Mumbai: With gold imports putting pressure on the current account deficit, the Reserve Bank Monday imposed restrictions on import of the yellow metal by banks.
"To moderate the demand for gold for domestic use, it has been decided to restrict the import of gold on consignment basis by banks, only to meet the genuine needs of exporters of gold jewellery," the RBI said in a statement.
As per a data released today by the government, gold and silver imports during April, 2013 jumped by 138 percent to USD 7.5 billion against USD 3.1 billion in the year-ago period. Due to high gold imports, the country's trade deficit in April widened to USD 17.8 billion year on year.
Higher trade deficit in turn puts pressure on CAD, which has been described as the biggest risk to the Indian economy by the RBI.
The CAD, which is difference between the outflow and inflow of foreign currency, touched a record high of 6.7 percent in the October-December quarter on the back of rising oil and gold imports.
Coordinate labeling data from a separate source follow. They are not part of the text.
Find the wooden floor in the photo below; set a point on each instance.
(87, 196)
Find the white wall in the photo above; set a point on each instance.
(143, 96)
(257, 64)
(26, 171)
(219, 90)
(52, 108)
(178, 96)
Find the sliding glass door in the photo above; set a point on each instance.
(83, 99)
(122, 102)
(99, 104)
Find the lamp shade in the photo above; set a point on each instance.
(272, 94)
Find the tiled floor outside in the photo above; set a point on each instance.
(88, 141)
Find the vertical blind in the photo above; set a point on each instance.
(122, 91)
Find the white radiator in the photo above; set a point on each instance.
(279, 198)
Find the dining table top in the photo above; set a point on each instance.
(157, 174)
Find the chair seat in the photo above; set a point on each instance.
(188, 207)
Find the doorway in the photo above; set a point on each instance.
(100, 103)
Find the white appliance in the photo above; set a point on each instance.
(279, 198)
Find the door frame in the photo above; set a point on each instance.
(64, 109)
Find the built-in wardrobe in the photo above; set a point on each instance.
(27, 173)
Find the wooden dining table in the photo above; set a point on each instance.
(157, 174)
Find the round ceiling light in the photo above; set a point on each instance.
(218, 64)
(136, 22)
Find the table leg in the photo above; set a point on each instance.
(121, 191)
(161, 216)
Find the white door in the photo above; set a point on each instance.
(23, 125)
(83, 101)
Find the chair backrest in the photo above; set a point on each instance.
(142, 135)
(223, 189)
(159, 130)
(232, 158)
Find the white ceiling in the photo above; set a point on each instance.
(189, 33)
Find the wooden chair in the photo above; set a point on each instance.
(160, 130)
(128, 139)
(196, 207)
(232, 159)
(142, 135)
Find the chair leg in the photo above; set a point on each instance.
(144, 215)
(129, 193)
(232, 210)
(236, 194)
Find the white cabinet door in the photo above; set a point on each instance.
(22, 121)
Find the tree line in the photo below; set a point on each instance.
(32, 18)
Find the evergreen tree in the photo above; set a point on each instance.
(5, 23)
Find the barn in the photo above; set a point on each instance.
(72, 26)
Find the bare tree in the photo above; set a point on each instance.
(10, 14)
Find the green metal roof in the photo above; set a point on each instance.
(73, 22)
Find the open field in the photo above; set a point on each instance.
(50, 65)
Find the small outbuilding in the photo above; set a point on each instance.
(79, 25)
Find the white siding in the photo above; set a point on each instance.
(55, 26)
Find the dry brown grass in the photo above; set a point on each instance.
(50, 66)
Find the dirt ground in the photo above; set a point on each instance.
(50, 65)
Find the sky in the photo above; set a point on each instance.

The RBI's decision to impose restrictions on gold imports follows recommendations of a Working Group on Gold which had suggested aligning gold import regulations with rest of the imports for creating a level playing field between gold imports and other imports.
Nominated banks and agencies were permitted to import gold on loan basis, suppliers credit/buyers credit basis, consignment basis as also on unfixed price basis.
However, bulk of the gold imported is on consignment basis whereby nominated banks do not have to fund these stocks, RBI said.
The government has also taken steps like hike in import duty to restrict gold imports.
Gold imports into India, the world's largest consumer of the metal, stood at around 830 tonne in 2012-13.